Unlike previous studios that customarily take place in informal settlements, the Denver studio had to change venue when xenophobic violence broke out in Johannesburg. The socio-political atmosphere of the violence and hostel raiding was deemed an unsafe environment to operate under.


As indicated, the collaborative outcomes are valuable aspects of the studio’s work. Based on the experience of last year’s studio, Gauteng’s ISN leaders highlighted the need for community members to gain tangible skills throughout the studio and upgrading process just as the students do. Each stage (module) of the studio therefore couples a community member’s practical participation in the studio with project management skills. In this year’s studio, more emphasis was placed on community participation and benefit.

This led to a revision of the 2014 Memorandum of Understanding (MoU) formalising the partnership between the SA SDI Alliance and UJ’s Architecture Department.

Some of the changes were highlighted in terms of:

  • The precedence of the relationship between Denver community and SA SDI Alliance
  • Denver community decisions will be respected and take priority within this project
  • Any data generated by the community residents will remain the property of the residents. Copies of any formal information packages generated from the studio engagement will be made available to community leadership.
  • All parties agree to inform each other in writing around documentation, marketing or exhibiting of the Denver project. The documentation will sufficiently acknowledge the role of each party and most importantly the residents’

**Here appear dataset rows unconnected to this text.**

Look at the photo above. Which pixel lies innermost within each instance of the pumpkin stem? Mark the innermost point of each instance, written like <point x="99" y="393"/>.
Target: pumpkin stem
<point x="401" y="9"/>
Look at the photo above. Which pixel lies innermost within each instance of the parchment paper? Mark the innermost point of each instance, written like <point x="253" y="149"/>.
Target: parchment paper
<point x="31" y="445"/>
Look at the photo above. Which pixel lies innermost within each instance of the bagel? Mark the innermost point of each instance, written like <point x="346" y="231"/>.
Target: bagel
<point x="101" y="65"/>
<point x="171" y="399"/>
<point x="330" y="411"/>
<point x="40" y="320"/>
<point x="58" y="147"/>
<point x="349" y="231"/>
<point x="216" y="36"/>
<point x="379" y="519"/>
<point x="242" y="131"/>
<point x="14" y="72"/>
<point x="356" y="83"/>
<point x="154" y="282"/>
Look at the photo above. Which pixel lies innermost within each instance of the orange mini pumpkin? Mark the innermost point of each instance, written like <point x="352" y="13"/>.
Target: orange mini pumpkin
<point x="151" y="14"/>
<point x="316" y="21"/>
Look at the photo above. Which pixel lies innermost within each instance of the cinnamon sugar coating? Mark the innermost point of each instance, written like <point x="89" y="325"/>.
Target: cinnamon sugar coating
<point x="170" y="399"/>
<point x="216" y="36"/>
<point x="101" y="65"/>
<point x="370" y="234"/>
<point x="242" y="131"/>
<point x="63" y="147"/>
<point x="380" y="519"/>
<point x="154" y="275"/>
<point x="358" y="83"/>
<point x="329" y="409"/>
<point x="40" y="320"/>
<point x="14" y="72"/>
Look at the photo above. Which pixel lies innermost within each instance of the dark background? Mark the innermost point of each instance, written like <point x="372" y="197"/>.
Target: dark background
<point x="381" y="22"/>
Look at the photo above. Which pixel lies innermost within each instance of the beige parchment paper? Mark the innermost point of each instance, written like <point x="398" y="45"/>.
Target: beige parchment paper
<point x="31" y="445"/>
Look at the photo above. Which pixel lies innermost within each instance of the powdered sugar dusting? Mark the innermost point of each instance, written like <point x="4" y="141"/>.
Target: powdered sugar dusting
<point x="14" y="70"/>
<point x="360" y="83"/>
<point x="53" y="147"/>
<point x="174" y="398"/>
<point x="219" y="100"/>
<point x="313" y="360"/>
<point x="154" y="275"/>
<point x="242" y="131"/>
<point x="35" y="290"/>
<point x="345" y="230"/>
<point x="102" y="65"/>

Building Continuity: Denver Studio 2015

The objective of this studio was to incrementally build on the content of the 2014 studio, creating continuity and ongoing engagement between past and future studios. It also aimed to develop a collaborative design ‘handbook’; a catalogue of typologies of dwellings in informal settlements with related strategies for improvement through self-build, co-ops, CBOs, local government assistance, infrastructure etc.

This investigation focused on three main issues;

  • site (the physical)
  • planning (spatial and developmental)
  • policy (strategies from governmental level)


The intention was that these three focal areas would form a broad scale critical inquiry into current upper strategies for informal settlement upgrading and as a starting point suggested possible linkages with existing bottom-up initiatives.

It is envisioned that the outcomes will come to fulfilment in various forms through the studio process over the next 3-5 years in the form of awareness and knowledge packs about the settlement, site handbooks and guides on in-situ upgrading at various scales (shelter, site, policy, planning etc.), design studies for future densification and longer term formal development. A number of other valuable outputs not limited to this list will be determined through the studio process.

These potential outputs aim to bridge the gap between current bottom-up and top-down strategies already active in Denver – aiming to ‘connect’ community initiatives and local government intentions in more productive conversations toward improvement.


The studios final presentations tabled prototype-scenarios generated in response to a three-week focused research exercise focusing on 3 scales;

  • Dwelling-and-Neighbourhood,
  • Planning
  • Policy

In this final week (loosely termed ‘rapid design prototyping’) students worked in mixed groups, integrating information from the 3 earlier foci with the aim of generating scenarios for the potential improvement of Denver Informal Settlement. It is intended that these scenarios become useful tools for engagement with the residents of Denver in focused workshops and engagements during the course of this year.